Wait, has he actually DONE anything yet?


----------



## opaltiger (Oct 9, 2009)

Sure he has! He intends to send 20,000 more troops to Afghanistan.

Oh, wait.


----------



## Lady Grimdour (Oct 9, 2009)

Should've given it when he actually did something.

As it stands, Obama got the Peace Prize for not being Bush.


----------



## Vladimir Putin's LJ (Oct 9, 2009)

The Peace Prize is the shittiest one anyway.


----------



## Dewgong (Oct 9, 2009)

yeahhhhh uhh 
"his efforts" what efforts? he hasn't really done much


----------



## Rwr4539 (Oct 9, 2009)

Might as well give everyone a Nobel Peace prize.

Actually fuck that, I should've won it, not Obama.


----------



## H-land (Oct 9, 2009)

It's sure swell that we have a Nobel laureate for a president now, I'd say, but I still can't help but feel that there's some human rights activist out there who we're really cheating out of something (s)he's worked really hard for.


----------



## FireChao (Oct 9, 2009)

he _does_ seem to have a good attitude about the whole international relations thing - they should definitely have waited for him to have more impact before awarding him anything though


----------



## Momoharu (Oct 9, 2009)

But isn't it true that Obama has managed some communication with places like North Korea, which some presidents haven't managed?


----------



## Loco Mocho (Oct 10, 2009)

All Obama has done is make promises and talk.

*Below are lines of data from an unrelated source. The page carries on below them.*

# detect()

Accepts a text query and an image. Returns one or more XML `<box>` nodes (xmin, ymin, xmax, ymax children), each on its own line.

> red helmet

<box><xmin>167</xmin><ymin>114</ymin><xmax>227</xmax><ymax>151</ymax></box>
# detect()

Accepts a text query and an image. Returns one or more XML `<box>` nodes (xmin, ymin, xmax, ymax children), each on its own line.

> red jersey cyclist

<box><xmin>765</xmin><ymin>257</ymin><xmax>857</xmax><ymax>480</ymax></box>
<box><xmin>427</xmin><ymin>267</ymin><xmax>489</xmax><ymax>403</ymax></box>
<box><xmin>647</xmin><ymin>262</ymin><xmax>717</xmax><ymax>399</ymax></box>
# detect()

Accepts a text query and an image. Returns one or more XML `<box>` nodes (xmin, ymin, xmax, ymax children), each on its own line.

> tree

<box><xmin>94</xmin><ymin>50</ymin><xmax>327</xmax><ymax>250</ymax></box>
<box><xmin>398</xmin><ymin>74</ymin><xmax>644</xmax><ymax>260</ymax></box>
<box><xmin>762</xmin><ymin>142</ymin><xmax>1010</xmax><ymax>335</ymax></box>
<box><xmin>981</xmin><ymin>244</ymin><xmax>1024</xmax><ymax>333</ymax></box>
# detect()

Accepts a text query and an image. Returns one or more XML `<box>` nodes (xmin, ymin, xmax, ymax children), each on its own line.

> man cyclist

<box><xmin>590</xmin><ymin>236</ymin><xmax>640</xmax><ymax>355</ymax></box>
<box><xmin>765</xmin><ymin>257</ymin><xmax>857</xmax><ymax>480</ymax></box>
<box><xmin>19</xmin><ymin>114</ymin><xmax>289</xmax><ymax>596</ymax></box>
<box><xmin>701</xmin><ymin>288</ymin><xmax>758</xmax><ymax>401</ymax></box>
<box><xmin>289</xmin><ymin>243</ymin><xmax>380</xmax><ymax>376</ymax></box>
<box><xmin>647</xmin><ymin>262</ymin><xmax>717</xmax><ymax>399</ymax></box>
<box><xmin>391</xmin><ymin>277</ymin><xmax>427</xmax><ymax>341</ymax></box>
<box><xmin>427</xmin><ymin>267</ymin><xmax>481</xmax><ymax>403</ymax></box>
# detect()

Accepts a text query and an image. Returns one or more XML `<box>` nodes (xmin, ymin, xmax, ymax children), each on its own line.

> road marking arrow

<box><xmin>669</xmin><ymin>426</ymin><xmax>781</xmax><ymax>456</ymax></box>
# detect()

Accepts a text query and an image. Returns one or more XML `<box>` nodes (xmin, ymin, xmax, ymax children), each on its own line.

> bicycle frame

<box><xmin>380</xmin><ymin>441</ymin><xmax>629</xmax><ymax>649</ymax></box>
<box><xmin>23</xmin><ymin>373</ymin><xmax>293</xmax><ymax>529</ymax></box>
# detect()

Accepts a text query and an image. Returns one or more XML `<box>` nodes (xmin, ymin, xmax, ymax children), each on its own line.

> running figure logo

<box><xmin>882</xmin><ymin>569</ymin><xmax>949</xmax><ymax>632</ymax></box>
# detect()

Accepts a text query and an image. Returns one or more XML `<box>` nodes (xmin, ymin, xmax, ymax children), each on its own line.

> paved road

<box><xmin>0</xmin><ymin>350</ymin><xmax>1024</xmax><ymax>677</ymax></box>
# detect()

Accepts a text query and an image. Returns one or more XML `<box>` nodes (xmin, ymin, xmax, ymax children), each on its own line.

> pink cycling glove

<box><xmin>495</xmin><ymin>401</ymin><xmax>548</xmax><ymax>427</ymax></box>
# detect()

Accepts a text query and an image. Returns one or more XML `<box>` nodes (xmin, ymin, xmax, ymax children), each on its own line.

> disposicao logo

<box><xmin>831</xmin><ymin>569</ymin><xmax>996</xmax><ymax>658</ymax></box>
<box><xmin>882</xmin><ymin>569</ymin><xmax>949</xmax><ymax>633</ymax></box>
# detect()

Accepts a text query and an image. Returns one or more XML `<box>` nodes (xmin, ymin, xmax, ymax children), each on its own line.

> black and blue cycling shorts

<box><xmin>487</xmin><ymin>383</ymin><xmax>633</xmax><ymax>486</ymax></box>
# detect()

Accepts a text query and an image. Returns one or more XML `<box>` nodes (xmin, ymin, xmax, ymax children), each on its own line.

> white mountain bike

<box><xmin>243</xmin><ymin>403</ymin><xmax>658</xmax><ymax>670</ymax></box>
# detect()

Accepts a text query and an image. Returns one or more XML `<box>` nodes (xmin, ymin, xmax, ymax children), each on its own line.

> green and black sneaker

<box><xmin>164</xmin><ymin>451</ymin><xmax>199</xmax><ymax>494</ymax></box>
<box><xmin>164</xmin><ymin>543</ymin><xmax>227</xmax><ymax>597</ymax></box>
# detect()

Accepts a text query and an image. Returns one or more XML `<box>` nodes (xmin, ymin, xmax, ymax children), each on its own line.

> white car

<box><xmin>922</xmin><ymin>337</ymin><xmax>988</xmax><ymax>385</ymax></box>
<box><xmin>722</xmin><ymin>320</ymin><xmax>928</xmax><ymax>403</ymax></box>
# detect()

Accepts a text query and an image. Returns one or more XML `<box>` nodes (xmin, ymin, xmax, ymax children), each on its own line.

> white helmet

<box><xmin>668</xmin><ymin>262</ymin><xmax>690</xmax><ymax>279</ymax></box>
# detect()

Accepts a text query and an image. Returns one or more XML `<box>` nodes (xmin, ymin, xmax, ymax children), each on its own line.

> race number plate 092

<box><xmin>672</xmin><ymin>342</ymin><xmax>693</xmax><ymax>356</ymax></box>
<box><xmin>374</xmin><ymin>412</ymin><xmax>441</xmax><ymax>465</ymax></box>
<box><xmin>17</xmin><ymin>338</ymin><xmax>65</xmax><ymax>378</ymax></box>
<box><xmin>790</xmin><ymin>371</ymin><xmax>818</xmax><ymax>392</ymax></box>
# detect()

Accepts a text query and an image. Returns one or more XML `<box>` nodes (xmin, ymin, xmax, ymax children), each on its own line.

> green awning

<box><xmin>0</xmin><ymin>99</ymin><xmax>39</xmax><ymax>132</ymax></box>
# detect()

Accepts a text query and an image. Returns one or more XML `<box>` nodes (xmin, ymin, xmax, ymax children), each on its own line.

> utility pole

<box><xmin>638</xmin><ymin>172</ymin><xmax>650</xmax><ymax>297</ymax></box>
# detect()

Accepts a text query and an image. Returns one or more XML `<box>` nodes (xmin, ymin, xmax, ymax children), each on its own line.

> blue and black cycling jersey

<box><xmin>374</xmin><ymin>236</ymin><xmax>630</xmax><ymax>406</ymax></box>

Hell, even I can do that, where's _ my _ prize? Oh wait im not worshipped by every liberal and thier grandmother!


----------



## opaltiger (Oct 10, 2009)

Loco Mocho said:


> All Obama has done is make promises and talk. Hell, even I can do that, where's _ my _ prize? Oh wait im not worshipped by every liberal and thier grandmother!


The majority of liberals are horribly frustrated by Obama's inability to actually be liberal.

Anyway. I read his speech, and it was actually very classy. He acknowledged he hasn't really done anything to deserve it yet and said it was a "call to action". To me it seems more like "right, we've given you the Nobel Peace Prize. if you fuck up _now_ every activist ever will be at your throat".


----------



## Vladimir Putin's LJ (Oct 10, 2009)

Loco Mocho said:


> Oh wait im not worshipped by every liberal and thier grandmother!


get out


----------



## Tarvos (Oct 16, 2009)

i don't worship obama also liberals are not commies WHODA THUNK IT


----------